Ağır psikolojik işkenceye maruz kalan İran asıllı İsveçli Ahmed Rıza Celali idama mahkûm edildi

Celali’nin eşi Şarku’l Avsat’a konuştu: Celali, Tahran ve Stockholm arasındaki bir meydan okumanın kurbanı ve kaderi Nuri’ye bağlı.

Celali hakkında verilen idam cezasına karşı, geçen Kasım ayında Brüksel’deki İran büyükelçiliği önünde düzenlenen bir protesto gösterisi (Getty)
Celali hakkında verilen idam cezasına karşı, geçen Kasım ayında Brüksel’deki İran büyükelçiliği önünde düzenlenen bir protesto gösterisi (Getty)
TT

Ağır psikolojik işkenceye maruz kalan İran asıllı İsveçli Ahmed Rıza Celali idama mahkûm edildi

Celali hakkında verilen idam cezasına karşı, geçen Kasım ayında Brüksel’deki İran büyükelçiliği önünde düzenlenen bir protesto gösterisi (Getty)
Celali hakkında verilen idam cezasına karşı, geçen Kasım ayında Brüksel’deki İran büyükelçiliği önünde düzenlenen bir protesto gösterisi (Getty)

İran asıllı İsveçli Ahmed Rıza Celali’nin eşi Vida Mehran Nia, kocasının sürekli işkenceye maruz kaldığını açıkladı. Mehran Nia, Tahran’ın kocasının kaderini savaş suçları suçlamasıyla İsveç’te tutuklu bulunan, eski İran savcısı Hamid Nuri’ye bağladığını söyledi. İran’ın İsrail adına casusluk yapmakla suçlanan Celali’nin 21 Mayıs’a kadar idam edileceğini açıklamasının ardından geçen hafta Tahran ve Stockholm arasında gerginlik tırmandı.
Yarı-resmi İranlı Öğrenciler Haber Ajansı’nın (İSNA) aktardığına göre İsveç mahkemesinin, 1988 yılında muhaliflere karşı bir tasfiye kampanyası sırasında savaş suçlarına karışmakla suçlanan eski yetkili Nuri’nin davasına son vermesiyle İsveç ve Avrupa’da yaygın bir hoşnutsuzluk baş gösterdi.
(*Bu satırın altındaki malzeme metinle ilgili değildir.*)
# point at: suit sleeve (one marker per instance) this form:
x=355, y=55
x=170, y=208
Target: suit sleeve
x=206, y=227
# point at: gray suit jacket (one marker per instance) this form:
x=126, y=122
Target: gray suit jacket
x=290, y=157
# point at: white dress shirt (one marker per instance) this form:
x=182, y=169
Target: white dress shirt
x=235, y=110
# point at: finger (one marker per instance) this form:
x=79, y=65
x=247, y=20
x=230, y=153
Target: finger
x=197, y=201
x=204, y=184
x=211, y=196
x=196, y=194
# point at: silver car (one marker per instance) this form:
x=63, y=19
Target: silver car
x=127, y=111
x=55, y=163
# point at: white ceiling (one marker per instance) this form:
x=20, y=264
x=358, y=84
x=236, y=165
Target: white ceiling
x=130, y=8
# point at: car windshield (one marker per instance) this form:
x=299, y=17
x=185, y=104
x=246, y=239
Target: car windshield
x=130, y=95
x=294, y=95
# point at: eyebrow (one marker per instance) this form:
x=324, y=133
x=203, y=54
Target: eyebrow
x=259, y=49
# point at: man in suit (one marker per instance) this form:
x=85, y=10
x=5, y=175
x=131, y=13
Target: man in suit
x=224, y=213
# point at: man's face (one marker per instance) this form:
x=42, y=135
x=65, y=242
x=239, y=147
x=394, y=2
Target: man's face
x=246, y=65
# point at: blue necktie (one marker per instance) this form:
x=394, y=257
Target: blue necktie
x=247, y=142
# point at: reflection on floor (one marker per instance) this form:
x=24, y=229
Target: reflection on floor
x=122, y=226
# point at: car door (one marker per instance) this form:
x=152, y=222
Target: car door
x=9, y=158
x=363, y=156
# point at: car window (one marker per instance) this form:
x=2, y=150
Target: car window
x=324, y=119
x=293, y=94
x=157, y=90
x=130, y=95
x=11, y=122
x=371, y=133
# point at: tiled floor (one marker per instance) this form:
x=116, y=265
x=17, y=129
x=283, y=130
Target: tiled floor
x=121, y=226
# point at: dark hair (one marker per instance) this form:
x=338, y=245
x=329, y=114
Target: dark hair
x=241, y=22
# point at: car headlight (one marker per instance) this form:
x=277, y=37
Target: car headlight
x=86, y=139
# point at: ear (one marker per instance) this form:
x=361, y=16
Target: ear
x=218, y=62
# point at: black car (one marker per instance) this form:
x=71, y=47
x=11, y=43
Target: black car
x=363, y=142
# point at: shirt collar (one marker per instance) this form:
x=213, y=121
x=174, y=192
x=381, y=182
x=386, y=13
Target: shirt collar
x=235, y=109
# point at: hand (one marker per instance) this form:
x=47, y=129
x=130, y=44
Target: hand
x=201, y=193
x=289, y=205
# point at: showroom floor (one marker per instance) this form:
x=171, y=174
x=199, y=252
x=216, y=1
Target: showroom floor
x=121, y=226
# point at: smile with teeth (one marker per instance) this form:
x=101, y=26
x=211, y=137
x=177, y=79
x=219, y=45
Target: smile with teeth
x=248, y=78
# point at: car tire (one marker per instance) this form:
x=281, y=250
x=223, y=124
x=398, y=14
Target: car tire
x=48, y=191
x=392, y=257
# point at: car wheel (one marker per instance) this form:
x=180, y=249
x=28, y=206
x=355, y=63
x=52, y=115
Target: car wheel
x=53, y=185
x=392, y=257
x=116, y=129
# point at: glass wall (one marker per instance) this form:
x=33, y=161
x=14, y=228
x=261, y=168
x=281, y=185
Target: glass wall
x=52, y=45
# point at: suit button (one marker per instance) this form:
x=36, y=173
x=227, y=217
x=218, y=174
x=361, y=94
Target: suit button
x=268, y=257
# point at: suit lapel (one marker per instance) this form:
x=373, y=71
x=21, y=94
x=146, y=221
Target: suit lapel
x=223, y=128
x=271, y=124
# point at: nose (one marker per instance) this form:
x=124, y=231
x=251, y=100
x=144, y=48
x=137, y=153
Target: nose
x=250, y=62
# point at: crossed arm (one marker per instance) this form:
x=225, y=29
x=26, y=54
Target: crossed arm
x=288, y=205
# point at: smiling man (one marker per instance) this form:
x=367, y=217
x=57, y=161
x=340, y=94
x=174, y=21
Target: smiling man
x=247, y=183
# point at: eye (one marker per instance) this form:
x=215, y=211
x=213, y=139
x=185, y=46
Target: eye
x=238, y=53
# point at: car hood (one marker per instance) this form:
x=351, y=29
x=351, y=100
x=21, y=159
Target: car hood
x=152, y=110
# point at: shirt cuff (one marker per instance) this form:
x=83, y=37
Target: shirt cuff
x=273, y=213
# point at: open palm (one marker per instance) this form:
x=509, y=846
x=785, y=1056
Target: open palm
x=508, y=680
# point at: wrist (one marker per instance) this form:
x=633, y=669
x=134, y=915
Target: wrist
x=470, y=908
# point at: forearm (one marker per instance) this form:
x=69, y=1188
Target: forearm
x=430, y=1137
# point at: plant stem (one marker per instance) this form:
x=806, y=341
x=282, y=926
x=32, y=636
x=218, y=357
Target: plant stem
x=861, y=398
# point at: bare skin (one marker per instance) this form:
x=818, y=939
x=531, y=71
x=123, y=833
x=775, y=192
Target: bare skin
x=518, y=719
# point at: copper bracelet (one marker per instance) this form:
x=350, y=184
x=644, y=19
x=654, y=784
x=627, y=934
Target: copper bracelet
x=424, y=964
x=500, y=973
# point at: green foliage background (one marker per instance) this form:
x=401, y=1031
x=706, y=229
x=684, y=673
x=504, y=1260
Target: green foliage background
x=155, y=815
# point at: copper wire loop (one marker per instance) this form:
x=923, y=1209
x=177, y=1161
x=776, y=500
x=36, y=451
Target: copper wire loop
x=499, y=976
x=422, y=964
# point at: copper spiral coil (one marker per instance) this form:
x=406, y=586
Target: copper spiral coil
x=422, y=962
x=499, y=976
Dava çerçevesinde kararın, gelecek Temmuz ayında verilmesi planlanıyor.

Ağır işkence
Mehran Nia, Şarku’l Avsat’a yaptığı açıklamada, kocasının ağır bir psikolojik işkenceye maruz kaldığını ve kendisiyle iletişimi kaybettiğini belirtti. Vida Mehran Nia, “Ahmed Rıza’nın, İsveç’te bizimle iletişim kurması hala yasak. Bu nedenle durumu hakkında doğrudan bilgi sağlayamıyoruz” dedi. “İran’daki ailesinden ağır psikolojik işkence gördüğünü duyuyoruz. Ayrıca sağlığı da iyi değil” diyen Mehran Nia, kocasının sürekli işkenceye maruz kaldığını söylerken, “Her an ölmeyi bekliyor. Durumunu anlayamıyoruz” şeklinde konuştu.
İsveç hükümetinin Celali’nin hayatını kurtarmak üzere sarf ettiği çabaları hakkında ise Mehran Nia, “İsveç hükümetiyle defalarca temasa geçtim, ancak hiçbir yetkiliyle görüşme fırsatım olmadı” dedi. Vida Mehran Nia, “Sadece e-postama şu şekilde yanıt vermekle yetindiler; Endişeliyiz ve durumu takip ediyoruz. İran’ın Celali’yi serbest bırakmasını talep ettik ve idam cezasını kınıyoruz” ifadelerini kullandı. Mehran Nia, İsveç hükümetinin geçmiş yıllarda kocasını serbest bırakmak üzere ortaya koyduğu stratejiyi de üstü kapalı bir şekilde eleştirirken, “Onun hayatını kurtarmak ve serbest kalmasını sağlamak için ne yapabileceklerini bilmiyorum. Çoğunlukla fayda veren bir şey yapılmıyor. Hükümet tarafından son 6 yıldır takip edilen kınama stratejisi, başarısız oldu. Şu an en kötü senaryoyu bekliyoruz” dedi.

Baskı kartı
Mehran Nia, kocasının İran’ın elinde bir baskı kartı olduğunu belirtirken, kaderinin İsveç’te insanlığa karşı suç işlemekle suçlanan Hamid Nuri’nin kaderine bağlı olduğuna dikkati çekti. Bu bağlamda İranlı yetkililer, Ahmed Rıza’nın avukatına, onu kurtarmanın tek yolunun Nuri ile bir takas anlaşması yapmak olduğunu söyledi” diyen Mehran Nia, “Ahmed Rıza’nın İran ve İsveç arasındaki siyasi bir meydan okumanın kurbanı olduğunu herkes kolayca anlayabilir” ifadelerini kullandı. Vida Mehran Nia, “İran’ın Ahmed Rıza’yı Nuri davasıyla ilişkilendirdiğine şüphe yok. İran medyası, bu hafta Ahmed Rıza Celali’nin idamının, İsveç gibi ülkelere Nuri’ye yaptıklarını tekrarlamamaları için bir ders vereceğini yazdı” şeklinde konuştu.
İran asıllı İsveç vatandaşı akademisyen Ahmed Rıza Celali, iki hafta sürmesi beklenen bir iş gezisi çerçevesinde afet tıbbı çalıştaylarına katılmak üzere akademik bir davete yanıt olarak İran’a ziyarette bulunmuştu.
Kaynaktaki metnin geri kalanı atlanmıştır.